1. In intensive care unit (ICU) patients with delirium, haloperidol treatment did not improve the number of days alive and out of hospital at 90 days compared to placebo.
2. Haloperidol treatment was associated with a modestly lower mortality rate compared to placebo.
Evidence Rating Level: 1 (Excellent)
Study Rundown: Delirium is an acute disruption in attention and awareness. Patients with critical illnesses, such as those admitted to the ICU, are particularly vulnerable to developing delirium due to central nervous system dysfunction. Haloperidol is a typical antipsychotic drug that is frequently used to treat delirium in hospitalized patients both inside the ICU and out. However, there is limited and equivocal evidence of its benefits. The current study was a randomized controlled trial to investigate the efficacy of haloperidol in treating delirium among ICU patients. Adult ICU patients with delirium received either haloperidol (2.5mg three times daily plus 2.5mg as needed) or a placebo for the duration of delirium. At 90 days, there was no statistically significant difference in the number of days alive and out of the hospital between the haloperidol and placebo groups. The mortality rate was modestly lower in those treated with haloperidol. Study limitations included the predominance of hyperactive delirium patients and the composite nature of the primary outcome, limiting its interpretation. Nevertheless, these findings showed that haloperidol did not result in appreciable benefits in treating delirium in ICU patients.

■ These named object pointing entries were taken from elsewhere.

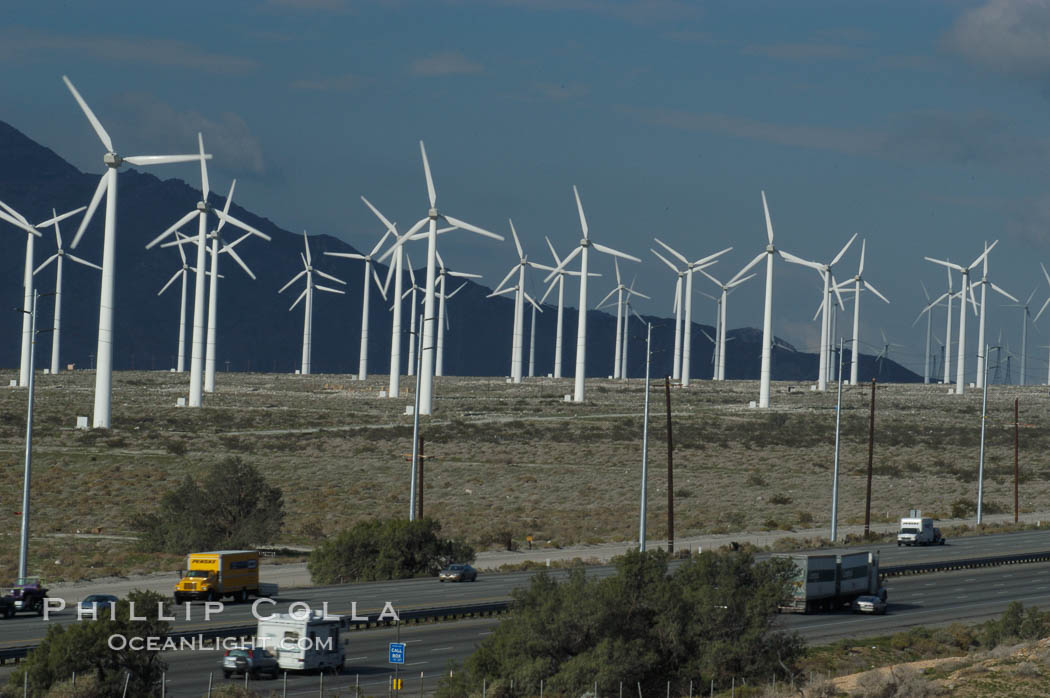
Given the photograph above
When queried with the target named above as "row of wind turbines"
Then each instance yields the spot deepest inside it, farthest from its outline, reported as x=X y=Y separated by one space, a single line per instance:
x=434 y=289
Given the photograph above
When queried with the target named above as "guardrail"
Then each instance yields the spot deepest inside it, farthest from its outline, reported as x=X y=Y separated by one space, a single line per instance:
x=369 y=620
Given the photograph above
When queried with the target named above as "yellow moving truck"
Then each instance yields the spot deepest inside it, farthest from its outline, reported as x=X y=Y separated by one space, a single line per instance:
x=213 y=575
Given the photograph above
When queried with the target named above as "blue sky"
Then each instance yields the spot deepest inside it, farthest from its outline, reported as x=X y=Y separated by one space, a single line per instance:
x=918 y=125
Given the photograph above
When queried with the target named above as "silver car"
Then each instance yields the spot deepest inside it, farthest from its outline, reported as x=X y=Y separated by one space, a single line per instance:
x=869 y=605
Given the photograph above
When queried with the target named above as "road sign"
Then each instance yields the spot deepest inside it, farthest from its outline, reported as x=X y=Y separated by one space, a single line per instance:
x=397 y=653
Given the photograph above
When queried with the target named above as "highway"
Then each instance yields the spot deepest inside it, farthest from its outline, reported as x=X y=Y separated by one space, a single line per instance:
x=929 y=599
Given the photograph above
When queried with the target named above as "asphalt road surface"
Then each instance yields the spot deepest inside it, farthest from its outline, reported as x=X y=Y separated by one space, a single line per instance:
x=931 y=599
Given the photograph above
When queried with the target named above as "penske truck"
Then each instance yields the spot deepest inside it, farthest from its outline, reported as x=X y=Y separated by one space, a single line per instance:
x=218 y=574
x=827 y=583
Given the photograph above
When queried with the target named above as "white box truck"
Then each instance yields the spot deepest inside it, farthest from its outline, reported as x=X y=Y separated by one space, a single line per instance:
x=302 y=641
x=919 y=531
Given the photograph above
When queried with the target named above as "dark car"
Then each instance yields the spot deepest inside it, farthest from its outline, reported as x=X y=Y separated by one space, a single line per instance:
x=458 y=573
x=253 y=661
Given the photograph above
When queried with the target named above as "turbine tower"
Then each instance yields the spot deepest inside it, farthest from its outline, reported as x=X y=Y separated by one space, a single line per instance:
x=687 y=340
x=308 y=293
x=18 y=219
x=582 y=250
x=362 y=361
x=182 y=305
x=984 y=283
x=201 y=211
x=719 y=353
x=964 y=290
x=426 y=366
x=59 y=255
x=107 y=185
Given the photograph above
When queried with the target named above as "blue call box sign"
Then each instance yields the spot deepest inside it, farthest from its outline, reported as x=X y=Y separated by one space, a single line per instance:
x=397 y=653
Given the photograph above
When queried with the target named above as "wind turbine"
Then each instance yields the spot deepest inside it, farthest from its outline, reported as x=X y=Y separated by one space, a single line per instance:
x=763 y=388
x=825 y=326
x=719 y=369
x=182 y=305
x=308 y=293
x=16 y=218
x=984 y=283
x=965 y=289
x=1024 y=335
x=426 y=364
x=362 y=361
x=679 y=273
x=59 y=255
x=107 y=185
x=442 y=297
x=687 y=340
x=560 y=282
x=201 y=211
x=582 y=250
x=518 y=332
x=858 y=281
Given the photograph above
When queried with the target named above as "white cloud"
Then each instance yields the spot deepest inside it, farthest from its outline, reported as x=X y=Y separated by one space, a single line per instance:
x=447 y=63
x=1010 y=36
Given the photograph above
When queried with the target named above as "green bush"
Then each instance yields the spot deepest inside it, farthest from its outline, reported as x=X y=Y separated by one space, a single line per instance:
x=391 y=549
x=232 y=507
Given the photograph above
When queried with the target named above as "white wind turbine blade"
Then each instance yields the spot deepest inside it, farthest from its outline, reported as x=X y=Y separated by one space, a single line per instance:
x=666 y=260
x=429 y=181
x=460 y=288
x=1003 y=293
x=96 y=124
x=236 y=258
x=949 y=265
x=798 y=260
x=329 y=277
x=751 y=265
x=55 y=219
x=175 y=226
x=842 y=251
x=143 y=161
x=876 y=292
x=45 y=262
x=615 y=253
x=569 y=257
x=580 y=208
x=170 y=281
x=769 y=220
x=226 y=217
x=301 y=296
x=83 y=261
x=471 y=228
x=518 y=245
x=294 y=279
x=677 y=254
x=707 y=261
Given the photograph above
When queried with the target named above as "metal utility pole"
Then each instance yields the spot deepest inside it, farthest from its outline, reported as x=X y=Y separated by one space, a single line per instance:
x=838 y=429
x=870 y=465
x=23 y=552
x=670 y=469
x=645 y=448
x=1016 y=468
x=984 y=421
x=415 y=425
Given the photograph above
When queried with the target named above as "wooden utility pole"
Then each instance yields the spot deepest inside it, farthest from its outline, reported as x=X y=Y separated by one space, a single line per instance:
x=870 y=464
x=1016 y=468
x=670 y=469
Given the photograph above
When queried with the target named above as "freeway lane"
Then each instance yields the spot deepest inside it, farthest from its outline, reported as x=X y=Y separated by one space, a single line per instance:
x=931 y=600
x=497 y=587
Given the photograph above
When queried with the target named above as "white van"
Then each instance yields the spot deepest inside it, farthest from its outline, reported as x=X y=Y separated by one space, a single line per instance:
x=301 y=641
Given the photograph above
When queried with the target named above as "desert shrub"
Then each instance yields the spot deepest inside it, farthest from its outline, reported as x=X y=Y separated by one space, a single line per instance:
x=232 y=507
x=391 y=549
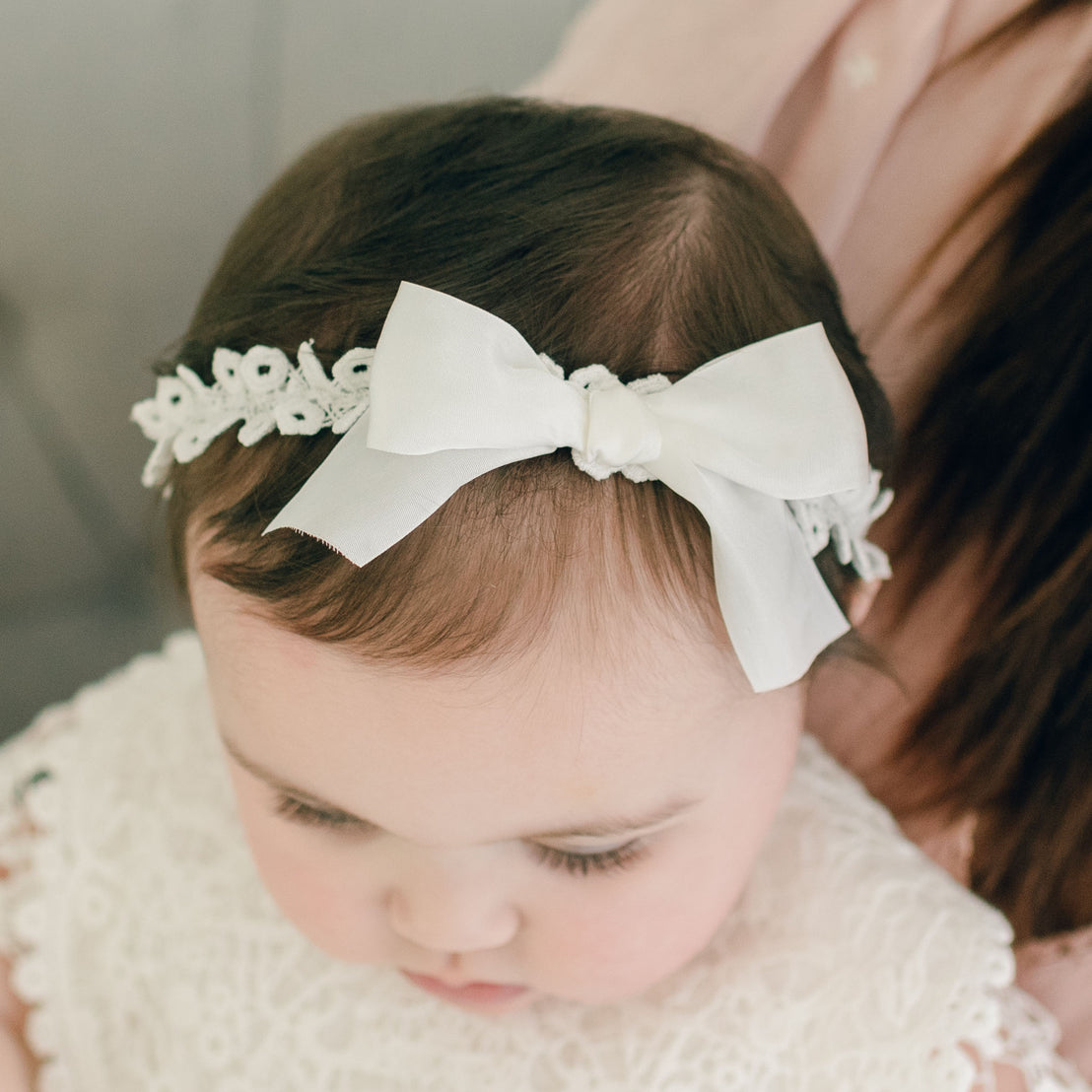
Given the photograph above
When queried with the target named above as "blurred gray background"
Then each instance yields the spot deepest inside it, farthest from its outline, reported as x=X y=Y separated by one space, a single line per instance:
x=133 y=134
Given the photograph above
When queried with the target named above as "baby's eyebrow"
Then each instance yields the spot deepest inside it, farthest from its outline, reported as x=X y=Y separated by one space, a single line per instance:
x=598 y=829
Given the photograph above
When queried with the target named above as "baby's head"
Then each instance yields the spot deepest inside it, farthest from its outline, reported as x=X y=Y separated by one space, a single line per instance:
x=516 y=748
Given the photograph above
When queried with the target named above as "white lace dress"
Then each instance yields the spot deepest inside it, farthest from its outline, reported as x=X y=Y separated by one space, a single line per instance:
x=156 y=962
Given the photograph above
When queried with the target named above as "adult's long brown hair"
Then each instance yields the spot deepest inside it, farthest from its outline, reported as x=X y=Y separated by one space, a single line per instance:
x=1001 y=452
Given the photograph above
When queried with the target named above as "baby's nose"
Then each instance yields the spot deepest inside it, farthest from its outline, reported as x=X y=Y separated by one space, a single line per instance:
x=450 y=910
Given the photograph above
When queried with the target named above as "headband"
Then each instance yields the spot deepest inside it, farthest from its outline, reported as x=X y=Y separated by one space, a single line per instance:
x=767 y=443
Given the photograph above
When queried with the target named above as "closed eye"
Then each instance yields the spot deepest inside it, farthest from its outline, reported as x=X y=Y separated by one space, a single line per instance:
x=600 y=860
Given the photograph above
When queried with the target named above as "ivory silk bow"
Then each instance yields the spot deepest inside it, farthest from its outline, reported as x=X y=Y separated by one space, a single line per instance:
x=455 y=392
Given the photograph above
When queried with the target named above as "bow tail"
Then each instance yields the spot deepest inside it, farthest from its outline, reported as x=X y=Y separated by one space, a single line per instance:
x=361 y=502
x=779 y=613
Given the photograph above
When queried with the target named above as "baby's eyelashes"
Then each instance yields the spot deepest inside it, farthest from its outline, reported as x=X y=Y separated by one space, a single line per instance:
x=572 y=860
x=307 y=815
x=599 y=860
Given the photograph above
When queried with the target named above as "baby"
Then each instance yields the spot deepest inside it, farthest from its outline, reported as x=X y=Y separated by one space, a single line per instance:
x=518 y=463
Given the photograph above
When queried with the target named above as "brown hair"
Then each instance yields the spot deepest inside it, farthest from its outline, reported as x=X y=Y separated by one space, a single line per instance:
x=604 y=237
x=999 y=452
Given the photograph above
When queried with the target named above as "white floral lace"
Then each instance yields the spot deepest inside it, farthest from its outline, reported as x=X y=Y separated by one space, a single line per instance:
x=260 y=387
x=156 y=962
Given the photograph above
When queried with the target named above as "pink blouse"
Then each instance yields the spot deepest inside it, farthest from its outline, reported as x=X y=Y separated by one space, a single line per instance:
x=850 y=102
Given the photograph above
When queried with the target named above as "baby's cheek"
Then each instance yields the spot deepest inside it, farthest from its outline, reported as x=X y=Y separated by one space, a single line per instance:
x=322 y=896
x=631 y=931
x=314 y=885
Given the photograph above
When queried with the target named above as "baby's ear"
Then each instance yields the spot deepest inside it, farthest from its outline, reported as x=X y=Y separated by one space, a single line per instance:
x=861 y=598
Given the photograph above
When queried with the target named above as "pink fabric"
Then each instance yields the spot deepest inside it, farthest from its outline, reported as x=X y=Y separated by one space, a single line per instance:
x=850 y=103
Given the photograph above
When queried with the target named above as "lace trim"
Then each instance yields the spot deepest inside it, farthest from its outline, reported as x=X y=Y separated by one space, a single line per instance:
x=920 y=966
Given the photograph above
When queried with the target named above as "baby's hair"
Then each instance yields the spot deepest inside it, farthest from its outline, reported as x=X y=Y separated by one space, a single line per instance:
x=604 y=237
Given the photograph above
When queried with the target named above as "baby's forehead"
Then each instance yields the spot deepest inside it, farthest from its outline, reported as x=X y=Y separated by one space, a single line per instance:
x=533 y=738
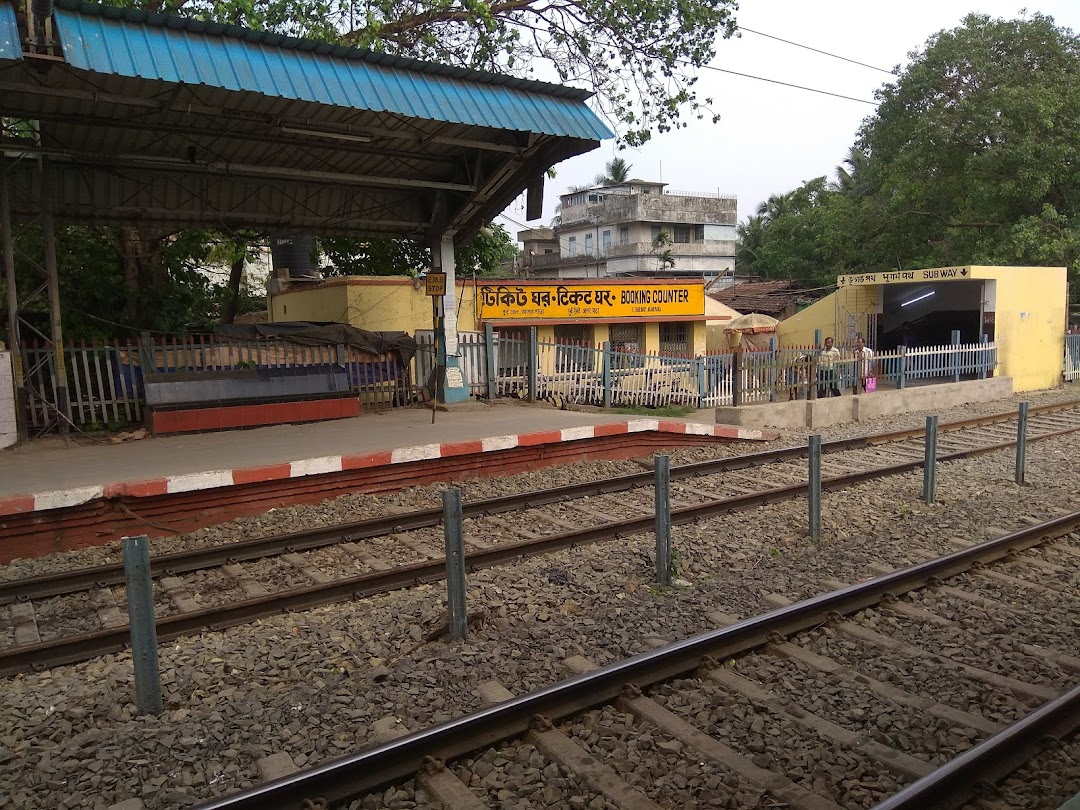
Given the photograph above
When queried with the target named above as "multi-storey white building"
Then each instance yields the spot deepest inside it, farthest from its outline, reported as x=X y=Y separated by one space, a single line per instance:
x=639 y=228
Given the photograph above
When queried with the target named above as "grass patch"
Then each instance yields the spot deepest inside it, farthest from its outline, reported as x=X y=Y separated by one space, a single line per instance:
x=672 y=410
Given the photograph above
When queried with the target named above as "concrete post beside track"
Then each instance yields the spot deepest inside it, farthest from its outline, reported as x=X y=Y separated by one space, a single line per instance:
x=455 y=564
x=144 y=631
x=813 y=495
x=663 y=507
x=930 y=460
x=1022 y=443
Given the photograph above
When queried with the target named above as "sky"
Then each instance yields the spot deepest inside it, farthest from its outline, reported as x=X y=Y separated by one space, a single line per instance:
x=772 y=138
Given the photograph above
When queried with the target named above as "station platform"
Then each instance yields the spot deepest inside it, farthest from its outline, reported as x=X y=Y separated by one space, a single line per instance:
x=56 y=496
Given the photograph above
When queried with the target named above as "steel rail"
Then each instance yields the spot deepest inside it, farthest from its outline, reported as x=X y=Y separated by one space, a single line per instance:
x=955 y=782
x=80 y=647
x=82 y=579
x=359 y=773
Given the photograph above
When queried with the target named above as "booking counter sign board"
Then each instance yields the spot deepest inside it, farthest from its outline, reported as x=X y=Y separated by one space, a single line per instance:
x=602 y=301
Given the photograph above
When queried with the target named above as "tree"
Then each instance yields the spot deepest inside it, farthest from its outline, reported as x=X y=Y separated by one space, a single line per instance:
x=972 y=157
x=617 y=171
x=974 y=154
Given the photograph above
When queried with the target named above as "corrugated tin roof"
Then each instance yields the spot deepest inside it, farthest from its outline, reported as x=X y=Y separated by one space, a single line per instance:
x=10 y=48
x=768 y=297
x=175 y=50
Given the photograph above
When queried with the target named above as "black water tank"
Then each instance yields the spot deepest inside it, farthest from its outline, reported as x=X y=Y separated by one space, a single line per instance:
x=293 y=252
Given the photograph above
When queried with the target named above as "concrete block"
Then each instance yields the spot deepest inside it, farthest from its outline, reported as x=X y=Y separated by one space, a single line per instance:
x=790 y=415
x=275 y=766
x=804 y=414
x=828 y=410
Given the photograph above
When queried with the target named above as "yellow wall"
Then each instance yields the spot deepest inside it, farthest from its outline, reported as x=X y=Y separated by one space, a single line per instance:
x=322 y=302
x=1029 y=323
x=1029 y=306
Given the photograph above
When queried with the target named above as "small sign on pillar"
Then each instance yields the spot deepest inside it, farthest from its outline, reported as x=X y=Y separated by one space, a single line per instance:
x=434 y=284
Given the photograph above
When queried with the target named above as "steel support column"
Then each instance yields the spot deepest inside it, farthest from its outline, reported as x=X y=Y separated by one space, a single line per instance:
x=7 y=238
x=59 y=366
x=454 y=387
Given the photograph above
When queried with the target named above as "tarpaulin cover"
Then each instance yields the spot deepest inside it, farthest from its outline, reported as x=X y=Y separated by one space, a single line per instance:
x=326 y=334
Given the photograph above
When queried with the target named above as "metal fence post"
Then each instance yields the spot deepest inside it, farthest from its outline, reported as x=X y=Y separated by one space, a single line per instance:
x=813 y=489
x=606 y=373
x=663 y=507
x=956 y=354
x=1022 y=443
x=455 y=564
x=144 y=631
x=493 y=381
x=773 y=372
x=702 y=385
x=737 y=377
x=930 y=460
x=534 y=351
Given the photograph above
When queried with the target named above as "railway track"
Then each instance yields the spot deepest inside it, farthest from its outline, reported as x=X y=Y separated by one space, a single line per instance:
x=78 y=615
x=913 y=689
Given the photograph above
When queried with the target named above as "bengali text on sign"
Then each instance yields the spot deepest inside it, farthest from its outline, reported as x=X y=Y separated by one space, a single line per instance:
x=504 y=301
x=904 y=277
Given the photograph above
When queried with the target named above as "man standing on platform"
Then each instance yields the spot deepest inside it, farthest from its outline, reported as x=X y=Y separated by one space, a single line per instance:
x=864 y=367
x=827 y=370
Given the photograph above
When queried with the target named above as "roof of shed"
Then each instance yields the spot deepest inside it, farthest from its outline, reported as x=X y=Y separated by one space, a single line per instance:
x=138 y=44
x=167 y=122
x=767 y=297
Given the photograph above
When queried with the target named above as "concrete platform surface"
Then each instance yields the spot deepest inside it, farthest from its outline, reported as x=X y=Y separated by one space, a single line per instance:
x=46 y=474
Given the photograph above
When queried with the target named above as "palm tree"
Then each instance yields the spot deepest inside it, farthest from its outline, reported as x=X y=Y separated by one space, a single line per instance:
x=750 y=237
x=772 y=208
x=851 y=174
x=617 y=171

Click here to read the study in NEJM
In-Depth [randomized controlled trial]: This study was a blinded, placebo-controlled trial assessing the efficacy of haloperidol in treating delirium in ICU patients. Adult patients admitted to the ICU with an acute condition who screened positive for delirium based on the Confusion Assessment Method or the Intensive Care Delirium Screening Checklist were eligible for inclusion. Exclusion criteria included receipt of another antipsychotic agent, contraindication to haloperidol, inadequate assessment for delirium, or delirium tremens. Overall, 1,000 patients were randomized 1:1 to receive intravenous haloperidol (2.5mg three times daily plus 2.5mg as needed to a daily maximum of 20mg) or placebo for the duration of their delirium. The primary outcome was the number of days alive and out of the hospital at 90 days following randomization. Secondary outcomes included the components of this composite (death and length of hospital stay at 90 days), number of days alive without delirium or coma, number of days alive without mechanical ventilation, and number of patients requiring rescue medication. At 90 days, the mean number of days alive and out of the hospital was 35.8 in the haloperidol group and 32.9 in the placebo group (adjusted mean difference of 2.9 days; 95% Confidence Interval [CI], -1.2 to 7.0; p=0.22). The mortality rate at 90 days was 36.3% in the haloperidol group and 43.3% in the placebo group (adjusted absolute difference, -6.9 percentage points; 95% CI, -13.0 to -0.6). The adjusted mean difference in hospital length of stay was 2.3 days between the haloperidol group and placebo group (95% CI, -0.6 to 5.1). No statistical differences were observed in the number of days alive without delirium, coma, or mechanical ventilation. The need for physical restraint was comparable between the two groups. These results demonstrated that the use of haloperidol did not result in a greater number of days alive and out of the hospital at 90 days compared to the placebo.